Here's how we can do that:
awair:
plugin: source.awair
flow: -> bad_air
schedule: 0/10 * * * *
access_token: XXX
device_type: awair-element
device_id: 12345
bad_air:
plugin: filter.jinja
flow: awair -> sms
template: >
{% if
event['timestamp'].astimezone().hour >= 8 and
event['timestamp'].astimezone().hour <= 21 and
event['name'] == 'hub.awair.score' and
event['value'] < 80
%}
Air quality score is low: {{ event['value'] }}
{% endif %}
sms:
plugin: sink.sms
flow: bad_air ->
throttle: 30 minutes
account_sid: XXX
auth_token: XXX
from: "+18002738255"
to: "+15558675309"In the example above, the awair source will fetch air quality data every 10 minutes, and send it to bad_air. The filter checks for the hour, to prevent sending an SMS from 10pm to 8am, and checks the air quality score — if it's lower than 80 it will reformat the value of the event to a nice message, eg:
"Air quality score is low: 70"
This is then sent to the sms sink, which has a throttle of 30 minutes. The throttle configuration will prevent the sink from running more than once every 30 minutes, to avoid spamming us with messages in case the score remains low.

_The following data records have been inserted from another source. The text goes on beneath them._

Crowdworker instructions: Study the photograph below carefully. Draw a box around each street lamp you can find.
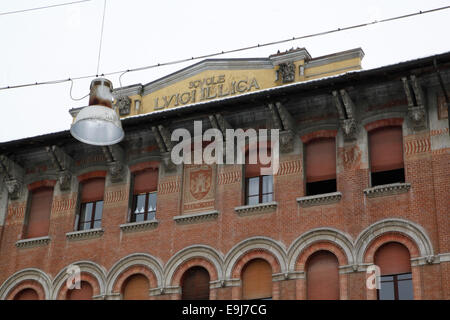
[70,78,125,146]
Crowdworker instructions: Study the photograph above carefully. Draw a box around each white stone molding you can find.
[355,218,434,263]
[296,191,342,207]
[287,228,355,272]
[234,201,278,217]
[224,237,287,279]
[50,260,106,300]
[173,210,219,224]
[0,268,52,300]
[119,219,159,232]
[164,245,224,288]
[66,228,104,241]
[364,182,411,198]
[16,236,51,248]
[106,253,164,296]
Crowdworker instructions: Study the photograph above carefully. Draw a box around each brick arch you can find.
[363,232,420,263]
[295,241,348,271]
[171,257,218,286]
[6,280,45,300]
[231,249,281,278]
[112,265,158,293]
[57,272,100,300]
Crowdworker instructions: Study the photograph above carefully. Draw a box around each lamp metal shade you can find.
[70,78,125,146]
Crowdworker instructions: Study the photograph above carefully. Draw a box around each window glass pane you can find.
[248,177,259,196]
[81,221,91,230]
[262,193,273,203]
[81,202,94,222]
[379,281,395,300]
[247,195,259,205]
[398,280,413,300]
[148,192,156,212]
[94,220,102,228]
[397,273,412,280]
[95,201,103,220]
[263,176,273,193]
[134,194,145,214]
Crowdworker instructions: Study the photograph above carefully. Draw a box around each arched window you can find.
[304,137,337,196]
[67,281,94,300]
[14,288,39,300]
[75,178,105,230]
[369,126,405,186]
[374,242,413,300]
[24,187,53,238]
[130,169,158,222]
[242,259,272,300]
[245,142,274,205]
[306,250,339,300]
[122,274,150,300]
[181,266,210,300]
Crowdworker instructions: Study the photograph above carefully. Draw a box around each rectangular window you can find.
[369,126,405,187]
[130,192,157,222]
[246,175,273,205]
[378,273,413,300]
[78,200,103,230]
[76,178,105,231]
[305,137,337,196]
[24,188,53,238]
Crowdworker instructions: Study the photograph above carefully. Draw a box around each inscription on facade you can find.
[154,74,260,110]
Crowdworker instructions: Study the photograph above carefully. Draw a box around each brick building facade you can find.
[0,48,450,300]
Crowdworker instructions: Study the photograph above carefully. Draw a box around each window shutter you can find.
[14,288,39,300]
[123,274,150,300]
[26,188,53,238]
[134,169,158,194]
[242,259,272,300]
[81,178,105,202]
[305,137,336,183]
[369,126,403,172]
[374,242,411,275]
[182,267,209,300]
[306,250,340,300]
[67,281,94,300]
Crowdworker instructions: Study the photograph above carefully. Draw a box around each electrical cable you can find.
[0,6,450,90]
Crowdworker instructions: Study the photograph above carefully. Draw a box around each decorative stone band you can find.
[149,286,181,296]
[66,228,104,241]
[120,219,159,232]
[364,182,411,198]
[173,210,219,224]
[234,201,278,217]
[297,191,342,207]
[16,236,50,248]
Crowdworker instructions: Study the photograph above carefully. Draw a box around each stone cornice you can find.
[119,219,159,232]
[296,191,342,207]
[173,210,219,224]
[66,228,104,241]
[364,182,411,198]
[234,201,278,217]
[16,236,50,248]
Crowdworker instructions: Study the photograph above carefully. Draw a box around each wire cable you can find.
[0,6,450,90]
[96,0,106,74]
[0,0,92,16]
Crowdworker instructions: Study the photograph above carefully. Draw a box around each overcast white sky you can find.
[0,0,450,142]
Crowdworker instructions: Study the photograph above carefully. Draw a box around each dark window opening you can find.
[245,176,273,205]
[377,272,414,300]
[306,179,337,196]
[371,168,405,187]
[78,200,103,231]
[130,192,157,222]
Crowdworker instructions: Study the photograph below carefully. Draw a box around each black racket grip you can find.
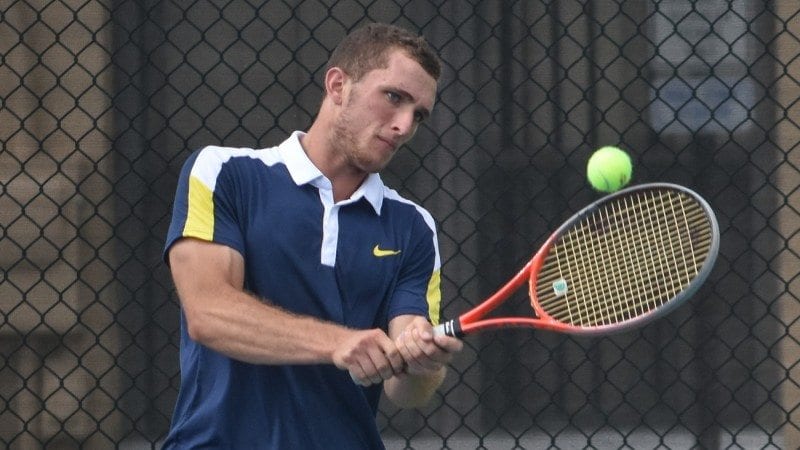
[433,319,464,338]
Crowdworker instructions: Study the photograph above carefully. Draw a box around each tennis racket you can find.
[434,183,719,337]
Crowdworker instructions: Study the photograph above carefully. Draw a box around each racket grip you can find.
[433,319,464,338]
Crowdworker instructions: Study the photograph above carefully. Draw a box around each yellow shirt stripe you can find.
[183,176,214,241]
[426,270,442,325]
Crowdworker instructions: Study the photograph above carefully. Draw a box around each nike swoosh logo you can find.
[372,244,400,258]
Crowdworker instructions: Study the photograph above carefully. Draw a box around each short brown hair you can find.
[325,23,442,81]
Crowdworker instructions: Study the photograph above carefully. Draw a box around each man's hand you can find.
[395,316,464,376]
[333,329,405,386]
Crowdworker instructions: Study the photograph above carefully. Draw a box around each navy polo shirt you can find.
[159,132,441,449]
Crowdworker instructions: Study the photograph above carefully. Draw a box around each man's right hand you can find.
[333,328,405,386]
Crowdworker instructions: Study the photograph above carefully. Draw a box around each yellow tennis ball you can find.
[586,146,633,192]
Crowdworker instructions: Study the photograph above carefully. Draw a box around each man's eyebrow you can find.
[394,88,431,120]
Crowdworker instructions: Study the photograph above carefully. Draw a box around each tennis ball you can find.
[586,146,633,192]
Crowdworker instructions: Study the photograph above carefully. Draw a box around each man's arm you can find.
[384,315,464,408]
[169,239,403,384]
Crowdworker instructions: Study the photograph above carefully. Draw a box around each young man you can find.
[164,24,462,449]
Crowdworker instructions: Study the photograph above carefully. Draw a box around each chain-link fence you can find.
[0,0,800,449]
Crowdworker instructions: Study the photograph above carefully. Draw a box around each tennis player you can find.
[164,24,462,449]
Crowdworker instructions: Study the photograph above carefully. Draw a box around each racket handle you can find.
[433,319,464,338]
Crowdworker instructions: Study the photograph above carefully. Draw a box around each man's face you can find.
[331,50,436,173]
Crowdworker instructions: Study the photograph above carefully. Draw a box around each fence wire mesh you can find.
[0,0,800,449]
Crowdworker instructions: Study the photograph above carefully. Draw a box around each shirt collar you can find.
[278,131,384,215]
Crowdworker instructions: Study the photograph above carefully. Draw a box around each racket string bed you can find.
[537,185,711,327]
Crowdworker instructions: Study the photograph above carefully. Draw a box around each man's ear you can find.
[325,67,347,105]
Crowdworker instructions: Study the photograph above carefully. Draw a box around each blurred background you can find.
[0,0,800,449]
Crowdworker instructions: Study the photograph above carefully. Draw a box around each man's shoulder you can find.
[383,186,435,230]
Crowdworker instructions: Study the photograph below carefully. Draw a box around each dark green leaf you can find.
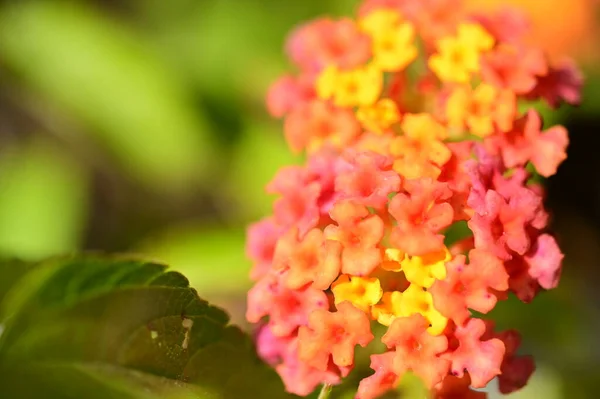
[0,256,288,399]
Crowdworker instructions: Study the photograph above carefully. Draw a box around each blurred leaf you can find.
[0,256,289,399]
[0,141,88,259]
[0,1,211,194]
[226,121,300,221]
[140,225,251,299]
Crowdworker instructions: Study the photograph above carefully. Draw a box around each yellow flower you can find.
[400,284,448,335]
[390,114,452,179]
[317,64,383,107]
[331,274,383,312]
[360,10,418,72]
[402,248,452,288]
[371,291,402,326]
[428,24,494,83]
[356,98,400,134]
[446,83,516,137]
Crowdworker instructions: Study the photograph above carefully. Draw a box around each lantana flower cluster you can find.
[247,0,582,399]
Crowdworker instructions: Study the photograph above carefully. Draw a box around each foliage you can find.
[0,256,288,399]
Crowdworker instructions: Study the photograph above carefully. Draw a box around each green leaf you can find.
[139,224,252,300]
[0,1,212,191]
[0,256,290,399]
[0,138,88,260]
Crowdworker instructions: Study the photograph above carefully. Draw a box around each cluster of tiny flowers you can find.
[246,0,582,399]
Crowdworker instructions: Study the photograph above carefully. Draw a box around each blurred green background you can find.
[0,0,600,399]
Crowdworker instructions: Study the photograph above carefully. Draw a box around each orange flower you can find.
[446,83,517,137]
[284,100,360,152]
[325,201,384,276]
[298,302,374,370]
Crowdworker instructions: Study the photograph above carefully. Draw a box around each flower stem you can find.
[317,384,332,399]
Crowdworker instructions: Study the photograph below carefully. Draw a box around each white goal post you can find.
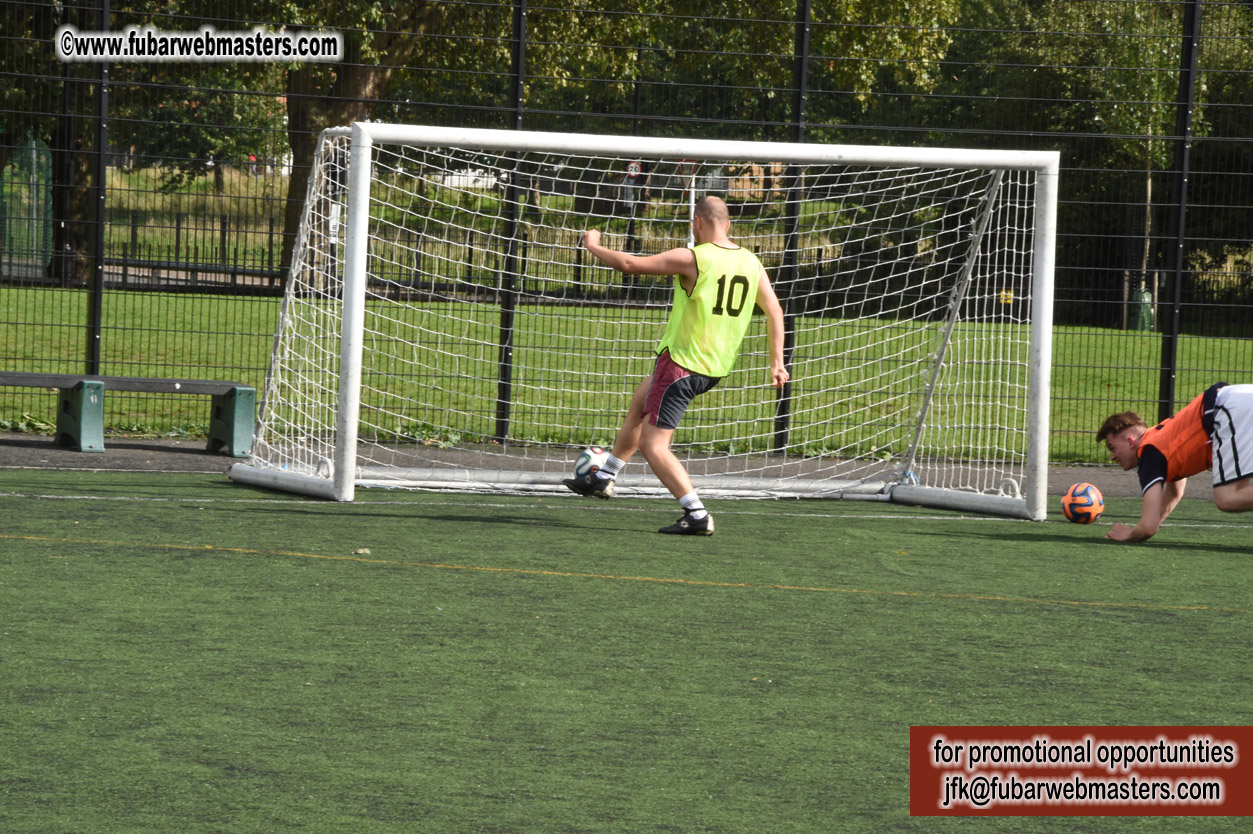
[231,123,1059,520]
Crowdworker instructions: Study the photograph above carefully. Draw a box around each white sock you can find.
[679,491,709,521]
[596,453,627,481]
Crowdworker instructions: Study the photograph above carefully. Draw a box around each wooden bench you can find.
[0,371,257,457]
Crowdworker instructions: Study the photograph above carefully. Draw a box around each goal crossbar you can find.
[231,123,1059,518]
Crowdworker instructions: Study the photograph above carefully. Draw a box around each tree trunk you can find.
[279,3,440,282]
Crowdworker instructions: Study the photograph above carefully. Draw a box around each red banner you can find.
[910,726,1253,816]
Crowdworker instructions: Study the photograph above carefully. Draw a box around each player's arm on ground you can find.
[1105,478,1188,541]
[757,269,791,388]
[583,229,697,283]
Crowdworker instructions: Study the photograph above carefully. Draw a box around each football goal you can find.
[232,123,1058,518]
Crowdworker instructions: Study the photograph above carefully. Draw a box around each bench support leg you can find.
[208,386,257,457]
[56,379,104,452]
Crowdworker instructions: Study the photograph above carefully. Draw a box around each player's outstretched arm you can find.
[583,229,697,281]
[757,269,792,388]
[1105,480,1187,541]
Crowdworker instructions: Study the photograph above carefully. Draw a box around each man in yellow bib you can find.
[563,197,788,536]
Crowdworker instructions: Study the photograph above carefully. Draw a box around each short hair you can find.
[1096,411,1149,441]
[695,194,730,225]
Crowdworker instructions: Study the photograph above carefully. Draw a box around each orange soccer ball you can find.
[1061,483,1105,525]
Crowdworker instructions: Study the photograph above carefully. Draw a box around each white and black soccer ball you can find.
[574,446,609,478]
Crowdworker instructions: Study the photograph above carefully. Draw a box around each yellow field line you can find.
[0,533,1253,614]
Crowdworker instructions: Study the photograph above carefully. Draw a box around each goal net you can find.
[232,123,1058,518]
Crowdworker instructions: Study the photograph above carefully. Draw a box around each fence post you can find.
[496,0,526,446]
[1158,0,1200,421]
[86,0,112,374]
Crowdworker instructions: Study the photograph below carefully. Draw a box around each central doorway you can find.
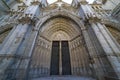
[50,41,71,75]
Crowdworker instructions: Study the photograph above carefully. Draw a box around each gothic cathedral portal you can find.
[30,16,92,76]
[0,0,120,80]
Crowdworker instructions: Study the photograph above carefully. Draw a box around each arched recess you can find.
[29,13,91,78]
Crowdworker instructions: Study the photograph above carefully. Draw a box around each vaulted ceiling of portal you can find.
[40,17,80,40]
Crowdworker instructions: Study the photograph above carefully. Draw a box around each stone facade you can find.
[0,0,120,80]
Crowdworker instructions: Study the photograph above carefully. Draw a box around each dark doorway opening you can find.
[50,41,71,75]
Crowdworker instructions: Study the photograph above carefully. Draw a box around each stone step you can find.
[31,76,96,80]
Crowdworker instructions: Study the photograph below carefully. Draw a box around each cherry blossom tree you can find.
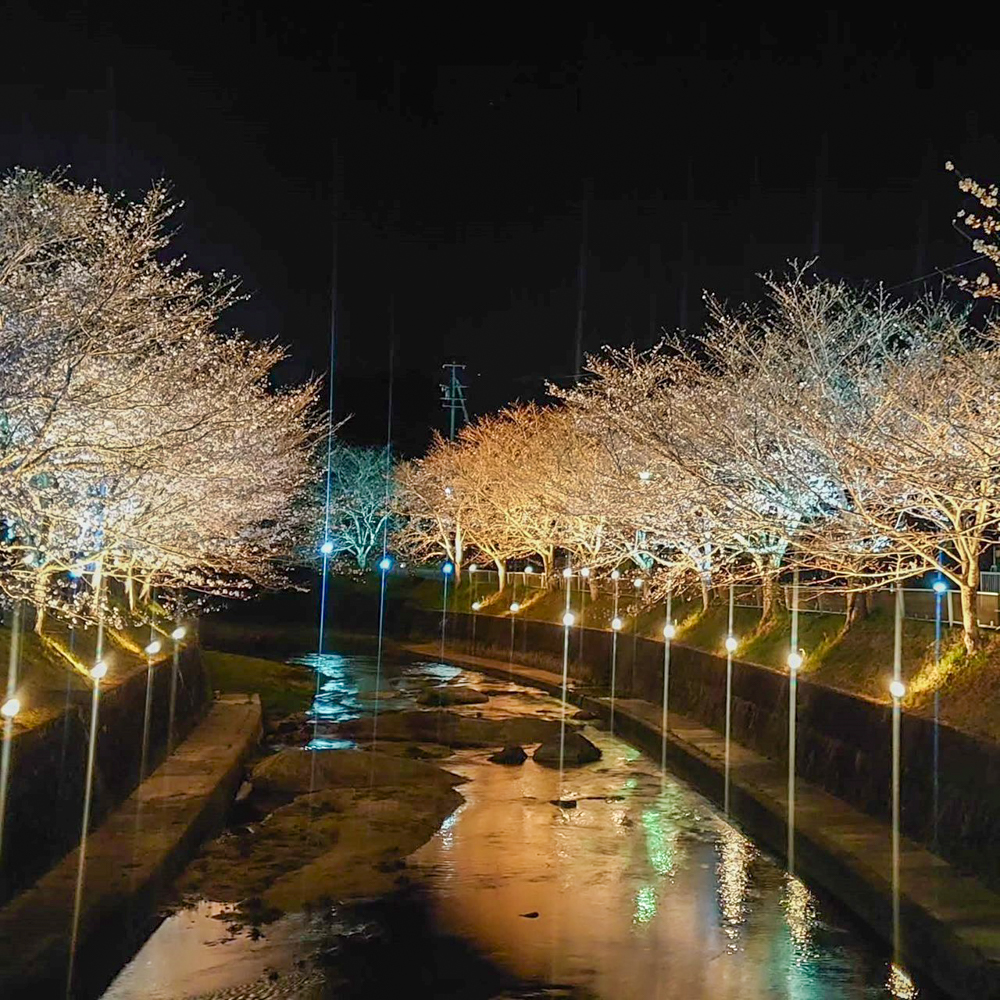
[0,171,316,629]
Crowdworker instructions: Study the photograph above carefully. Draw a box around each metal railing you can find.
[460,568,1000,628]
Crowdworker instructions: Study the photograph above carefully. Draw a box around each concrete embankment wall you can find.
[0,646,210,902]
[402,610,1000,886]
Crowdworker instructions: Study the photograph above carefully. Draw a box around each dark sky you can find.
[0,3,1000,453]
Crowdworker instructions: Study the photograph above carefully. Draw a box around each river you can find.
[97,654,938,1000]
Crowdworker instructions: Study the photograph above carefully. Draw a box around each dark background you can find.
[0,3,1000,453]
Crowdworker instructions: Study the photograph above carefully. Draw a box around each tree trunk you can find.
[33,570,50,635]
[959,580,982,655]
[843,590,868,632]
[453,527,465,587]
[493,559,507,590]
[757,570,781,629]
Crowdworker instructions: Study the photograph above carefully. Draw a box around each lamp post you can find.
[167,608,187,754]
[441,560,455,660]
[889,581,906,965]
[931,574,948,850]
[722,583,739,816]
[660,588,677,778]
[788,569,802,875]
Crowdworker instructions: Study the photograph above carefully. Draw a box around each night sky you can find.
[0,3,1000,454]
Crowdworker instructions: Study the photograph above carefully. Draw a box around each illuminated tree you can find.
[395,434,469,579]
[0,171,316,629]
[945,160,1000,299]
[310,444,395,570]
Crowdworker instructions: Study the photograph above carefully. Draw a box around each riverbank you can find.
[410,643,1000,1000]
[0,697,261,1000]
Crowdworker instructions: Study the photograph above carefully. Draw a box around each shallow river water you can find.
[97,656,936,1000]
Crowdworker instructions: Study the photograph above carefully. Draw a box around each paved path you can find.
[0,695,261,1000]
[410,643,1000,1000]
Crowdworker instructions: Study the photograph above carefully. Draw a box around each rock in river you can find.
[532,733,601,767]
[330,711,568,747]
[417,684,490,708]
[489,743,528,764]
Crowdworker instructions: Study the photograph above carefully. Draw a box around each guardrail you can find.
[462,567,1000,628]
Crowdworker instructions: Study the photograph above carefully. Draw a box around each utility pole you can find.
[441,361,469,441]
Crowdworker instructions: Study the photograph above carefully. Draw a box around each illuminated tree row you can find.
[399,272,1000,650]
[0,171,316,629]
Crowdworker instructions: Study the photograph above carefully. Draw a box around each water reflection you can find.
[97,654,931,1000]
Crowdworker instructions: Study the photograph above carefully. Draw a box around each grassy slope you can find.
[202,649,314,717]
[397,579,1000,739]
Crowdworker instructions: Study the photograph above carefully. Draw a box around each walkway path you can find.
[409,643,1000,1000]
[0,695,261,1000]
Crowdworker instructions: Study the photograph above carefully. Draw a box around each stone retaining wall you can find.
[397,610,1000,886]
[0,646,210,902]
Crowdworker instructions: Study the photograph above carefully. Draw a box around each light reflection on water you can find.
[97,654,931,1000]
[411,712,930,1000]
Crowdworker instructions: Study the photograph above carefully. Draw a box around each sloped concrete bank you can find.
[412,611,1000,891]
[0,644,211,903]
[408,630,1000,1000]
[0,695,261,1000]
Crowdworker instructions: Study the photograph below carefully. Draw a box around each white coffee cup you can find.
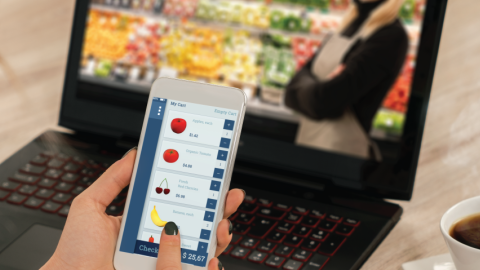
[440,196,480,270]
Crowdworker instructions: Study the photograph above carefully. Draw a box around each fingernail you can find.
[165,221,178,235]
[121,146,137,159]
[240,189,247,199]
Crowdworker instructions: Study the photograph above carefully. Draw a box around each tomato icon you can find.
[170,118,187,134]
[163,149,179,163]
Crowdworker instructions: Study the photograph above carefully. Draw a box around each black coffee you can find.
[450,213,480,249]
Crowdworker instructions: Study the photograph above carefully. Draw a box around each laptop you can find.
[0,0,447,270]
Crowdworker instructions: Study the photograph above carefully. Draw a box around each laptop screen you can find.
[61,0,445,197]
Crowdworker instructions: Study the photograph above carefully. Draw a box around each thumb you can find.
[156,221,182,270]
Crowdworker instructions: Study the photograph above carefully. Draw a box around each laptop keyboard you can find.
[222,196,360,270]
[0,151,360,270]
[0,151,128,217]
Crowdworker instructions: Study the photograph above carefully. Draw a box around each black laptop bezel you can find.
[59,0,448,200]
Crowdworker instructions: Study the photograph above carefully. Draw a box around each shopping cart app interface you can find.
[120,98,238,267]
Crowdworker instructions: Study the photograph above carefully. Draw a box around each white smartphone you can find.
[114,78,246,270]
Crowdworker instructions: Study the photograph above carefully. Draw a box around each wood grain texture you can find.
[0,0,480,270]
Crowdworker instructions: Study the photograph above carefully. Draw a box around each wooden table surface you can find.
[0,0,480,269]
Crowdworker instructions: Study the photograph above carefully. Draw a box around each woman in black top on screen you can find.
[285,0,409,159]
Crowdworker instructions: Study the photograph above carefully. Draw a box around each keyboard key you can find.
[283,260,303,270]
[283,235,303,247]
[58,205,70,217]
[55,182,73,193]
[318,219,337,232]
[230,234,242,245]
[38,178,57,189]
[292,249,312,262]
[60,173,80,184]
[0,181,22,191]
[302,240,320,251]
[20,164,47,175]
[343,218,360,227]
[230,247,250,259]
[41,201,62,213]
[45,169,63,180]
[257,199,273,207]
[275,245,295,257]
[47,158,65,169]
[257,208,286,220]
[310,210,325,218]
[110,195,127,206]
[35,188,55,200]
[80,168,97,177]
[7,193,28,204]
[63,162,81,173]
[238,203,258,214]
[248,218,277,238]
[257,240,277,253]
[72,156,87,165]
[336,224,355,236]
[285,213,302,224]
[40,150,57,158]
[235,213,255,224]
[222,244,233,255]
[233,223,250,235]
[293,206,309,216]
[318,234,345,255]
[18,185,38,196]
[310,230,328,242]
[52,193,72,204]
[243,195,257,204]
[240,237,260,248]
[265,255,286,268]
[327,214,343,223]
[267,232,287,243]
[78,176,96,187]
[277,221,295,233]
[56,153,72,161]
[302,254,329,270]
[30,155,48,166]
[248,251,268,263]
[302,217,320,228]
[293,226,312,238]
[0,190,10,201]
[9,173,40,185]
[86,159,100,168]
[105,205,123,216]
[23,197,45,209]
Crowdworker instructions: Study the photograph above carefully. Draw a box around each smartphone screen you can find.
[120,97,238,267]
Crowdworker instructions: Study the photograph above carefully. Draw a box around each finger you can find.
[156,221,182,270]
[215,219,232,257]
[208,258,223,270]
[78,149,137,208]
[223,188,245,218]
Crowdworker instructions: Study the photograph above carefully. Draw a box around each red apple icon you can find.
[171,118,187,134]
[163,149,179,163]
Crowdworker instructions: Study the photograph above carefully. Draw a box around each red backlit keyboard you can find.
[223,196,360,270]
[0,151,128,217]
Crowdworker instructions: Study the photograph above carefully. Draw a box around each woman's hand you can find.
[42,150,245,270]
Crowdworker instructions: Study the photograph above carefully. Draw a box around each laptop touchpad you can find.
[0,225,62,270]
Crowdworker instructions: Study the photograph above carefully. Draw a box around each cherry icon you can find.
[155,178,170,195]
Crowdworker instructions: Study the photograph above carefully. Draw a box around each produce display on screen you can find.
[80,0,425,140]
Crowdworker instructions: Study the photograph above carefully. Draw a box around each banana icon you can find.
[150,205,167,227]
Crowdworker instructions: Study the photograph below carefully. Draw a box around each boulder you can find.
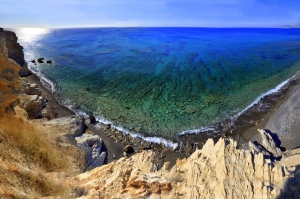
[89,115,97,124]
[248,140,271,157]
[123,145,134,154]
[23,83,42,95]
[24,101,43,118]
[18,68,32,77]
[75,133,106,170]
[38,58,44,63]
[73,118,86,136]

Señor Octopus supports an increasing list of plugins, and it's straightforward to add new ones. Each plugin is simply a function that produces, processes, or consumes a stream.
Here's the random source, which produces random numbers:
async def rand(events: int = 10, prefix: str = "hub.random") -> Stream:
for _ in range(events):
yield {
"timestamp": datetime.now(timezone.utc),
"name": prefix,
"value": random.random(),
}This is the full source code for the jinja filter:
async def jinja(stream: Stream, template: str) -> Stream:
_logger.debug("Applying template to events")
tmpl = Template(template)
async for event in stream:
value = tmpl.render(event=event)
if value:
yield {
"timestamp": event["timestamp"],
"name": event["name"],
"value": value,
}And this is the sms sink:
async def sms(
stream: Stream, account_sid: str, auth_token: str, to: str, **kwargs: str
) -> None:
from_ = kwargs["from"]
client = Client(account_sid, auth_token)
async for event in stream:
_logger.debug(event)
_logger.info("Sending SMS")
client.messages.create(body=str(event["value"]).strip(), from_=from_, to=to)As you can see, a source is an async generator that yields events. A filter receives the stream with additional configuration parameters, and also returns a stream. And a sink receives a stream with additional parameters, and returns nothing.
The current plugins for sources are:
- source.awair: Fetch air quality data from Awair Element monitor.
- source.crypto: Fetch price of cryptocurrencies from cryptocompare.com.
- source.mqtt: Subscribe to messages on one or more MQTT topics.
- source.rand: Generate random numbers between 0 and 1.
- source.speed: Measure internet speed.
- source.sqla: Read data from database.
- source.static: Generate static events.
- source.stock: Fetch stock price form Yahoo! Finance.
- source.sun: Send events on sunrise and sunset.
- source.udp: Listens to UDP messages on a given port.
- source.weatherapi: Fetch weather forecast data from weatherapi.com.
- source.whistle: Fetch device information and location for a Whistle pet tracker.
The existing filters are very similar, the main difference being how you configure them:
- filter.combine: Aggregate multiple events into a single one.
- filter.format: Format an event stream based using Python string formatting.
- filter.jinja: Apply a Jinja2 template to events.
- filter.jsonpath: Filter event stream based on a JSON path.
- filter.serialize: Serialize payload to JSON or YAML.
- filter.deserialize: Deserialize payload from JSON or YAML.
These are the current sinks:
- sink.log: Send events to a logger.
- sink.mqtt: Send events as messages to an MQTT topic.
- sink.pushover: Send events to the Pushover mobile app.
- sink.slack: Send messages to a Slack channel.
- sink.sms: Send SMS via Twilio.
- sink.tuya: Send commands to a Tuya/Smart Life device.